December 31, 2009 at 11:50 am |
You obviously haven’t read any of the five major UFO studies and know nothing about “Blue Book, Special Report #14″. These beings have been around much longer than mankind by possibly billions of years. What do you think, assuming we survive, we will have for technology in a mere few thousand years then multiply that by a factor of 10 at least. Hence the term quantum technology.
December 31, 2009 at 12:44 pm |
Shefaly: Thanks for the recommendation. Indeed, the neurological dimension you note here is fascinating and generally under-explored.
NTK: I haven’t read “Special Report #14″ and the term quantum technology evokes different ideas for me (i.e. quantum computing), but I’m a historian of science. Might I suggest you take a closer look at the Drake Equation. It deals centrally with the idea that advanced technological societies don’t live long. That they develop the ability to communicate beyond their own planet and soon after end up destroying it.

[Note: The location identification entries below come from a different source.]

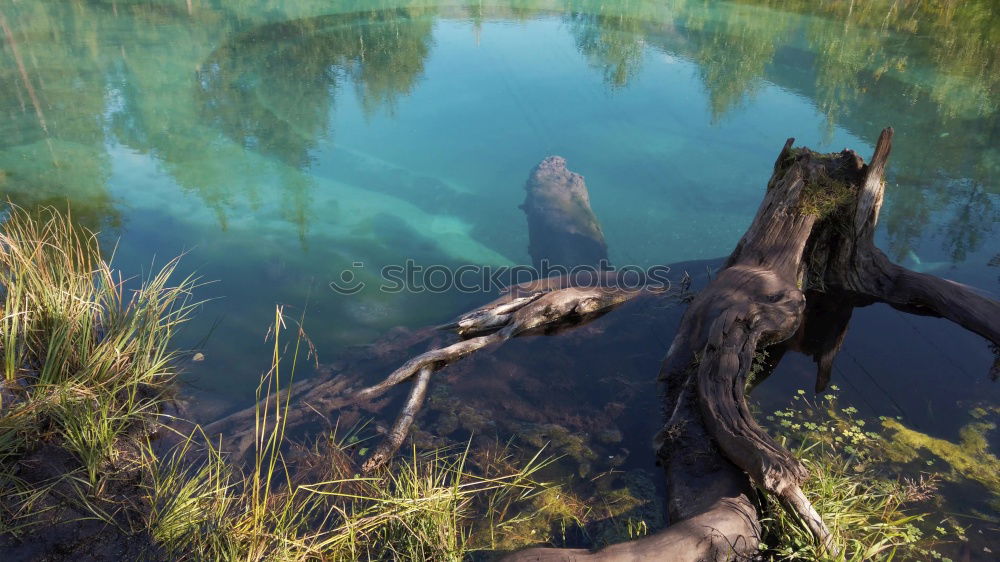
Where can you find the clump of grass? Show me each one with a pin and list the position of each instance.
(86, 353)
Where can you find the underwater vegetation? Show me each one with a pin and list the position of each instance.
(879, 485)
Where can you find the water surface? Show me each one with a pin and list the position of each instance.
(279, 143)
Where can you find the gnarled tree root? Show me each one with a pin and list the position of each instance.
(813, 234)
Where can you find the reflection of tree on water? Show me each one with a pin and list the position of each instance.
(271, 89)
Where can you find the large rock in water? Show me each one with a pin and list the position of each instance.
(562, 228)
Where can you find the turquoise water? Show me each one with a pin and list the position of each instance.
(276, 144)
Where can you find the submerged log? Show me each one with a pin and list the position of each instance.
(562, 228)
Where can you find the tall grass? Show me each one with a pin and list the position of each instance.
(871, 512)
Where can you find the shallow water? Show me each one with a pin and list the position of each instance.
(280, 143)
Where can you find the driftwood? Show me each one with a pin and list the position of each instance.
(806, 260)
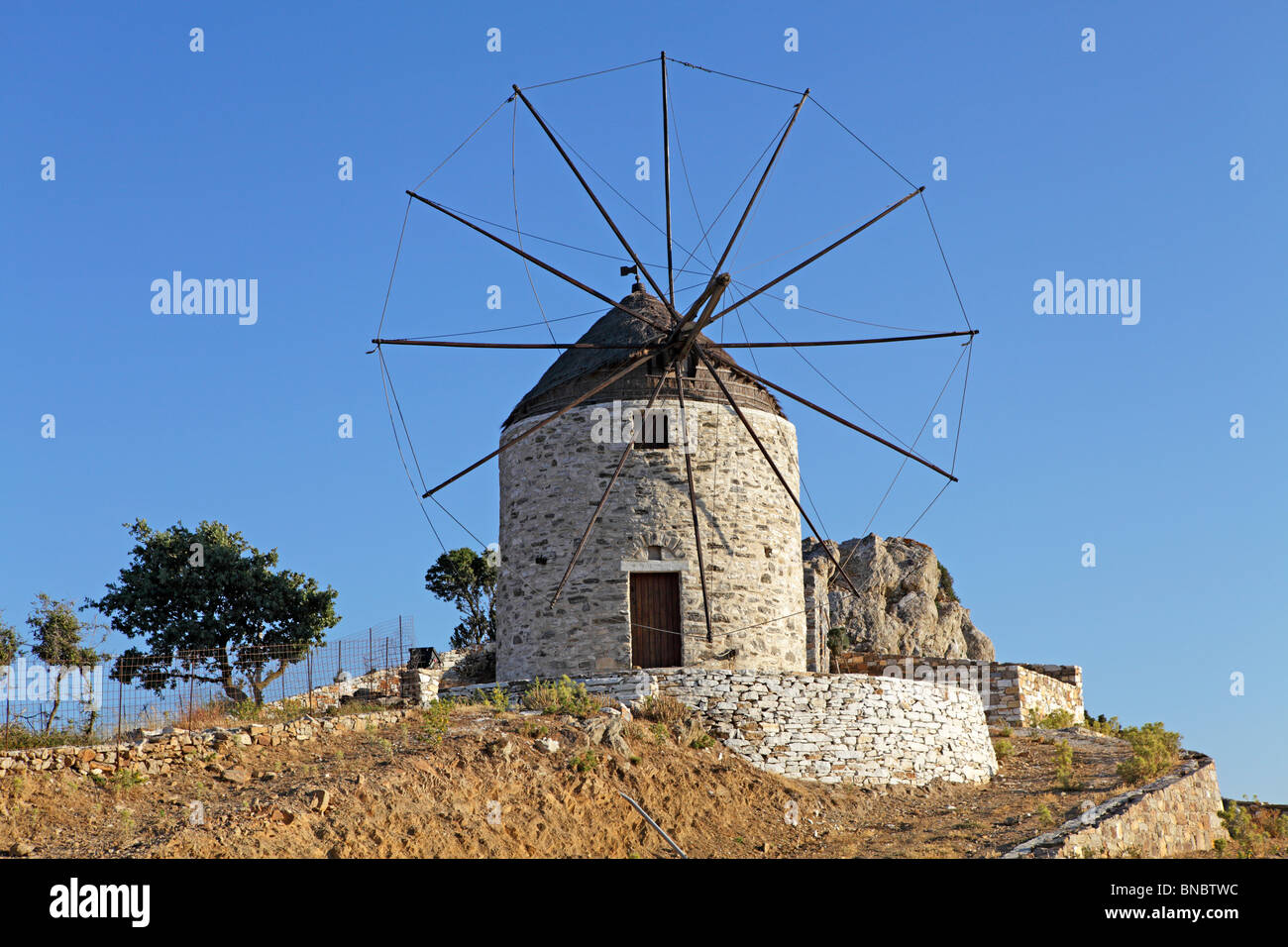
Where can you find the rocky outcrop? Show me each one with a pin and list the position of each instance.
(905, 605)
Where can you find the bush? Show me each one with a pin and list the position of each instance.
(945, 583)
(437, 720)
(1055, 720)
(1064, 764)
(1111, 727)
(562, 696)
(664, 709)
(1154, 751)
(1252, 826)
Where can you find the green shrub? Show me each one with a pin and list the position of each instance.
(437, 720)
(562, 696)
(1064, 764)
(664, 709)
(1055, 720)
(1154, 751)
(1109, 727)
(945, 583)
(702, 741)
(1252, 827)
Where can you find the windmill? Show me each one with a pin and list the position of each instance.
(635, 602)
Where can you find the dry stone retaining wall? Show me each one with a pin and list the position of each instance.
(1010, 692)
(827, 727)
(1167, 817)
(849, 728)
(156, 753)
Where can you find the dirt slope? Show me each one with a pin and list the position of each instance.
(485, 788)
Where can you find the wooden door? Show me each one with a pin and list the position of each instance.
(656, 618)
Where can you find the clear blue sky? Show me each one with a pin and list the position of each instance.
(1113, 163)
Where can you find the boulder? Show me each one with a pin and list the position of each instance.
(905, 605)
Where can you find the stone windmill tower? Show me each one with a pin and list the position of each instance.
(635, 595)
(649, 484)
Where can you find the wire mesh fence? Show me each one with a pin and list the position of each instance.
(192, 689)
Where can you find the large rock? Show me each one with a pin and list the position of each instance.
(903, 607)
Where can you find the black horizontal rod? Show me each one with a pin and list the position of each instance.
(506, 344)
(825, 250)
(841, 342)
(630, 367)
(643, 348)
(848, 424)
(528, 257)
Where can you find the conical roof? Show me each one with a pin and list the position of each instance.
(639, 320)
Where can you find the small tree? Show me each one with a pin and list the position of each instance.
(58, 642)
(9, 642)
(468, 579)
(210, 607)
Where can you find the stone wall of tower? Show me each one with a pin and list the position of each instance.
(550, 484)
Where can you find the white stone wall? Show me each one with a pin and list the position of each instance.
(1176, 813)
(750, 528)
(849, 728)
(827, 727)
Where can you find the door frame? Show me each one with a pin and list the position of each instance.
(653, 566)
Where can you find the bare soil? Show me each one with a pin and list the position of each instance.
(488, 789)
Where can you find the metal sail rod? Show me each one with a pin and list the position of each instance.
(760, 183)
(773, 466)
(585, 185)
(593, 518)
(825, 250)
(666, 172)
(694, 497)
(631, 367)
(848, 424)
(436, 343)
(528, 257)
(842, 342)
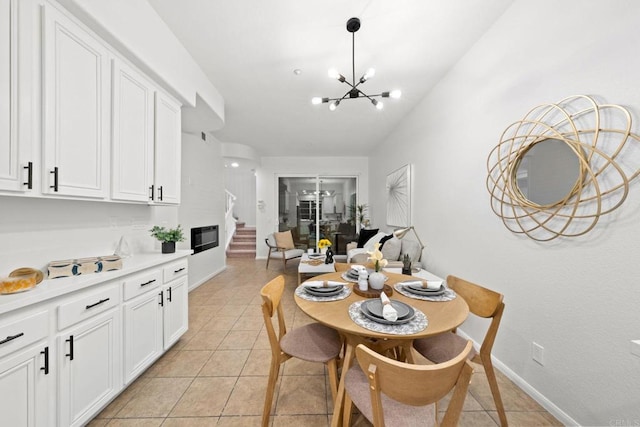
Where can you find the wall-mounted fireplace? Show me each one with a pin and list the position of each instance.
(203, 238)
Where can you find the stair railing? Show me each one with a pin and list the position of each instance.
(229, 220)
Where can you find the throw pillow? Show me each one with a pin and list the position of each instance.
(284, 240)
(391, 249)
(384, 239)
(365, 235)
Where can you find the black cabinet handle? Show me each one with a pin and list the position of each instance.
(70, 341)
(11, 338)
(29, 169)
(55, 179)
(97, 303)
(45, 368)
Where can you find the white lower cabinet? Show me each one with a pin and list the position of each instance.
(89, 356)
(175, 311)
(25, 374)
(64, 359)
(155, 315)
(142, 323)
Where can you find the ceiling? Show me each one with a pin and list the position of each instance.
(250, 48)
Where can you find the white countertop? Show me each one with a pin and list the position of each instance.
(52, 288)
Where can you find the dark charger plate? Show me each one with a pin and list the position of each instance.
(372, 309)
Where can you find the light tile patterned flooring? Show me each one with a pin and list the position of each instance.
(216, 375)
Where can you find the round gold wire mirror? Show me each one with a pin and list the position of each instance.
(559, 169)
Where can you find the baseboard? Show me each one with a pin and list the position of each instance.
(548, 405)
(215, 273)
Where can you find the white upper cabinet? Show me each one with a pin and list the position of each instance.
(167, 150)
(132, 135)
(76, 108)
(16, 160)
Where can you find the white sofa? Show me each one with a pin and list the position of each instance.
(393, 251)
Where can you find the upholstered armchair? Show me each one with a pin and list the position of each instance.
(281, 247)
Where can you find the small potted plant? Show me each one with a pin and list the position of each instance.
(168, 237)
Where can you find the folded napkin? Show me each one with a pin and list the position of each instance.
(316, 284)
(322, 284)
(334, 283)
(388, 312)
(432, 285)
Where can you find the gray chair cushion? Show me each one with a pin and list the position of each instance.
(288, 254)
(395, 413)
(442, 348)
(313, 343)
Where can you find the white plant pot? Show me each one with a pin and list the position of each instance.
(376, 280)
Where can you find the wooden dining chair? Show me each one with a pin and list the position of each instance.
(313, 342)
(388, 392)
(484, 303)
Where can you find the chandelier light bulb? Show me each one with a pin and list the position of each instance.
(379, 104)
(369, 74)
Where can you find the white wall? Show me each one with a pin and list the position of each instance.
(576, 297)
(274, 167)
(242, 183)
(203, 202)
(34, 231)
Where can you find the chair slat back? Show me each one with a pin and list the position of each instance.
(271, 297)
(416, 385)
(482, 302)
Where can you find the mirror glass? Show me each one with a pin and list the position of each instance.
(548, 172)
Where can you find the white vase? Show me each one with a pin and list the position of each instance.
(376, 280)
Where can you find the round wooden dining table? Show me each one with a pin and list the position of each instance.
(442, 316)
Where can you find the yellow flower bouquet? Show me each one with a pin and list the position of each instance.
(324, 243)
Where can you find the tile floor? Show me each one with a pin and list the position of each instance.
(216, 375)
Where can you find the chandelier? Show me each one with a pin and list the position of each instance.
(354, 92)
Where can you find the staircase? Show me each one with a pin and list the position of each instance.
(243, 243)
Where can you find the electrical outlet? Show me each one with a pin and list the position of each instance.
(537, 353)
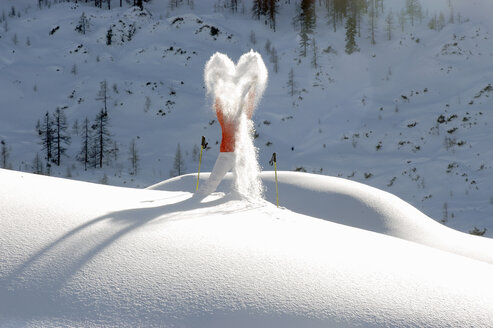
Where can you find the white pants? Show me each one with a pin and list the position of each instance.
(224, 163)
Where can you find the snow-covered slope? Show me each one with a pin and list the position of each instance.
(80, 254)
(410, 115)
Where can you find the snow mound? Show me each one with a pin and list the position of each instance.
(79, 254)
(357, 205)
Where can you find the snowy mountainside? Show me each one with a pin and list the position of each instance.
(124, 257)
(411, 115)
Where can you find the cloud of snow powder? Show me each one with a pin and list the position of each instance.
(232, 84)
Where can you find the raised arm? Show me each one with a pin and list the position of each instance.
(250, 104)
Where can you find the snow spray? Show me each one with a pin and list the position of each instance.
(234, 86)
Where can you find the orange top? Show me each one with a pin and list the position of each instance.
(228, 132)
(229, 127)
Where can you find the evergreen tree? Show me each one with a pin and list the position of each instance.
(291, 83)
(83, 25)
(389, 21)
(351, 36)
(46, 133)
(134, 157)
(178, 163)
(413, 9)
(4, 155)
(61, 138)
(84, 154)
(314, 53)
(372, 20)
(272, 11)
(109, 36)
(103, 94)
(304, 38)
(37, 165)
(100, 140)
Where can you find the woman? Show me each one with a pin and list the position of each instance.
(236, 91)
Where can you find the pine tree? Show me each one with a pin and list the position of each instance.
(350, 36)
(274, 59)
(37, 165)
(389, 21)
(413, 9)
(46, 133)
(291, 83)
(109, 36)
(134, 157)
(178, 163)
(272, 11)
(314, 54)
(61, 138)
(100, 140)
(84, 154)
(373, 20)
(304, 38)
(103, 95)
(83, 25)
(4, 155)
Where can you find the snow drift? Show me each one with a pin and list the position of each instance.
(79, 254)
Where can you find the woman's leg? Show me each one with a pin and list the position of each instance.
(224, 163)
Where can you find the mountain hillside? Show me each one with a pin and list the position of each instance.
(408, 112)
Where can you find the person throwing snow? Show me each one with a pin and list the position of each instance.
(236, 90)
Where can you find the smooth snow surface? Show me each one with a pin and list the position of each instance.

Beyond this, we have to assume a certain limitation in technology based on what we know about the universe. Sure, any sufficiently advanced civilization’s technology starts to look like magic. But isn’t the speed of light also the speed of light?
Anyway, why would some incredibly advanced group of alien “magicians” decide to float around over Nanaimo and not make their presence known more ubiquitously?
It just doesn’t add up…
December 31, 2009 at 2:10 pm |
Curious story. I’ve got a problem of running the mysterious through the anthroprocentric metaphysical centrifuge first. Social necessity seems to determine most of what remains. In a case like this, the sad residue resembles a sort of Easter Island statue phenomenon. ‘God’ is failing us, and so the only other thing that would attest to an outside influence for the better would be intelligent life (or perhaps just life, assuming intelligence is a matter of degree – after again, turning on the AMC). Contact with extraterrestrials would radically augment every single ethical, epistemological and ontological idea we’ve ever had. Permits the ‘open system’, instead of us having to pretend with our god-wars.
I’ve chosen to suspend disbelief of contact, as proof doesn’t seem to matter in a universe (multiverse?) that we can only understand as infinite – imagination is enough. By that, I don’t mean to say we’ve met any aliens (AMC again: we’re not actually too much of a cosmic event to grant inspection for those with galaxy spanning capabilities to come check out – collectively we’d have little to offer them other than ‘brown people go BOOM’ and ‘wouldn’t it be crazy if we had sex and tape it!?’) No, simply thinking of ourselves as someone else’s aliens should be enough.. allowing the multiplicity of our world/cosmos at the same time as unifying our terribly sad and lonely and destructive monkey-troupe individualism.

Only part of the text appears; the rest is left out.